Monday, September 28, 2020
By Sandra Hong, Staff Writer
A dentist whose emailed and in-person statements to employees and other dentists concerning alleged substandard dental care by his business partner did not meet the bar of contributing to a public conversation or discussion of “vital interest” and are not protected by the anti-SLAPP statute, Div. One of the Fourth District Court of Appeal has held.
The opinion by Justice Judith L. Haller, filed Thursday, reverses in part an order by San Diego Superior Court Judge Randa E. Trapp. Trapp granted an anti-SLAPP motion under Code of Civil Procedure §425.16 by dentist My Tran after finding Tran’s alleged defamatory statements concerned an issue of public interest based on the Sixth District’s 2010 decision in Wong v. Jing.
Wong also involved alleged defamatory statements about a dentist’s standard of care, which were posted on the consumer reviews website Yelp.com. Tran argued his statements regarding fellow dentist Ian Murray’s level of competence and care were like those in Wong and similarly entitled to protection under §425.16.
However Haller concluded out of the five alleged defamatory statements made by Tran, only one constituted protected activity. Unlike the utterances in Wong, Tran’s statements were made to a limited audience without an intention to raise broad awareness about Murray’s allegedly shoddy dental work.
“The record does not support that Dr. Tran communicated or intended to communicate the statements made to the office staff to the broader public, medical/dental community, or to the patient population,” Haller wrote.
Tran and Murray were partners in a dental practice in La Jolla for about two years until they began having financial disputes in 2017 stemming from a wage-and-hour lawsuit their office had settled and a possible purchase of the practice by Murray.
Around that time, Tran began accusing Murray of inferior dental work on certain patients and relaying his concerns to office staff and other dentists, including Murray’s new employer.
Murray claimed defamation and defamation per se. Tran made a special motion to strike under §425.16.
Haller determined each alleged statement made by Tran had to survive a two-part inquiry set forth by the state’s high court in 2019 in FilmOn.com v.

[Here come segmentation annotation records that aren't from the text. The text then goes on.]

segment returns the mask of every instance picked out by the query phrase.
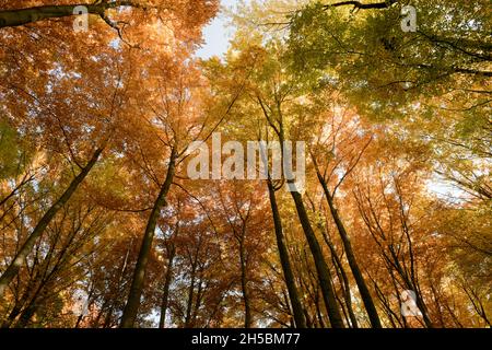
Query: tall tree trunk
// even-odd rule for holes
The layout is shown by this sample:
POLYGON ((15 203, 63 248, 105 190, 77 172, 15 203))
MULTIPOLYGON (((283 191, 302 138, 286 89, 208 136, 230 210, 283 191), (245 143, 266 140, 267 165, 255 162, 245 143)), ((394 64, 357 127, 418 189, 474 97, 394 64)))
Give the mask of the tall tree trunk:
POLYGON ((128 295, 127 304, 125 305, 124 314, 121 316, 121 328, 131 328, 137 319, 137 313, 140 306, 140 298, 142 296, 143 282, 145 278, 145 268, 149 261, 149 255, 152 248, 152 241, 154 238, 155 226, 162 208, 166 205, 166 196, 173 183, 175 166, 176 166, 177 150, 174 147, 171 151, 169 165, 167 167, 166 178, 161 186, 161 191, 154 202, 149 221, 147 223, 145 233, 143 234, 142 245, 140 247, 139 257, 133 271, 133 278, 130 287, 130 294, 128 295))
POLYGON ((279 207, 277 205, 276 189, 271 179, 268 179, 268 194, 270 197, 270 206, 273 214, 273 225, 276 230, 277 247, 279 249, 280 264, 282 265, 283 277, 291 300, 292 313, 294 314, 294 322, 297 328, 306 328, 306 318, 304 317, 303 305, 298 296, 297 287, 295 285, 294 272, 292 271, 291 261, 289 258, 289 250, 285 245, 285 237, 283 235, 282 219, 280 218, 279 207))
POLYGON ((362 271, 359 268, 358 260, 352 249, 352 244, 350 243, 349 234, 341 221, 340 215, 338 214, 337 208, 335 208, 333 197, 331 196, 328 185, 326 184, 323 175, 317 170, 317 175, 319 183, 323 186, 325 191, 325 196, 330 208, 331 215, 333 218, 335 224, 337 225, 338 233, 340 234, 343 249, 345 250, 347 260, 349 261, 350 269, 352 271, 353 278, 355 279, 355 283, 359 288, 359 293, 361 294, 362 302, 364 303, 365 311, 367 312, 367 316, 371 322, 371 326, 373 328, 382 328, 379 315, 377 314, 376 306, 374 305, 373 298, 368 291, 367 284, 365 283, 364 277, 362 276, 362 271))
POLYGON ((167 312, 167 305, 169 300, 169 288, 171 282, 173 281, 173 265, 174 265, 174 257, 175 257, 176 249, 175 247, 171 247, 169 254, 168 254, 168 261, 166 267, 166 276, 164 281, 164 292, 162 295, 162 303, 161 303, 161 317, 159 318, 159 328, 164 328, 165 322, 166 322, 166 312, 167 312))
POLYGON ((103 152, 104 148, 97 149, 89 163, 82 168, 79 175, 75 176, 75 178, 72 179, 69 187, 65 190, 65 192, 61 195, 61 197, 48 209, 48 211, 44 214, 44 217, 39 220, 36 228, 34 228, 33 232, 30 234, 27 240, 24 242, 22 247, 19 249, 17 254, 15 255, 12 262, 10 262, 7 270, 3 272, 3 275, 0 277, 0 300, 3 298, 3 293, 9 285, 9 283, 12 281, 12 279, 17 275, 21 266, 23 265, 23 261, 27 257, 27 255, 31 253, 34 244, 36 243, 37 238, 45 232, 48 224, 51 222, 52 218, 57 214, 57 212, 69 201, 70 197, 75 192, 79 185, 84 180, 84 178, 87 176, 89 172, 92 170, 94 164, 99 159, 101 153, 103 152))
POLYGON ((319 279, 319 287, 321 288, 321 294, 331 327, 344 328, 345 326, 340 314, 337 299, 335 298, 333 285, 331 284, 331 272, 326 264, 325 257, 323 256, 323 250, 318 240, 316 238, 316 234, 311 226, 309 218, 303 202, 303 197, 298 191, 291 191, 291 196, 294 199, 295 209, 297 210, 301 225, 303 226, 307 244, 309 245, 309 249, 313 255, 319 279))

DoubleVerify, Inc. in order to be protected by §425.16.(e)(4).
Justice Mariano-Florentino Cuéllar described the inquiry in FilmOn.com as follows:
“First, we ask what ‘public issue or  issue of public interest’ the speech in question implicates—a question we answer by looking to the content of the speech. Second, we ask what functional relationship exists between the speech and the public conversation about some matter of public interest. It is at the latter stage that context proves useful.”
Haller determined while Tran’s statements satisfied the first inquiry on being a subject of “vital interest” to the public, most failed under the second inquiry based on a consideration of the context in which the statements were made.
Three of the alleged defamatory statements were emailed to dentists in San Diego and Las Vegas, with office staff copied on the communications. On another occasion, the alleged defamatory statements were made during a meeting with office staff.
The only instance of meeting the second inquiry, Haller said, was a phone call with another dentist for whom Murray was working at the time. Tran reportedly told the dentist he was sharing the information about Murray to “protect his patients” and those of the other dentist.
“Those statements—made to a current employer—were directly tethered to the issue of public interest (a dentist’s competence to perform dental work) and promoted a public conversation on that issue because they were made to a person who had direct connection to and authority over the patient population with whom Dr. Murray was working at the time,” Haller wrote.
Haller determined Trapp did not err in granting Tran’s motion with respect to the statement made over the phone because, not only would it have been protected speech—meeting the first prong of the anti-SLAPP statute—but also met the second prong in that Murray was unable to show a probability that he would prevail on his defamation claim.
“We found Dr. Murray did not present any facts showing that Dr. Tran in fact made these statements,” Haller wrote.
The case is Murray v. Tran, D076104.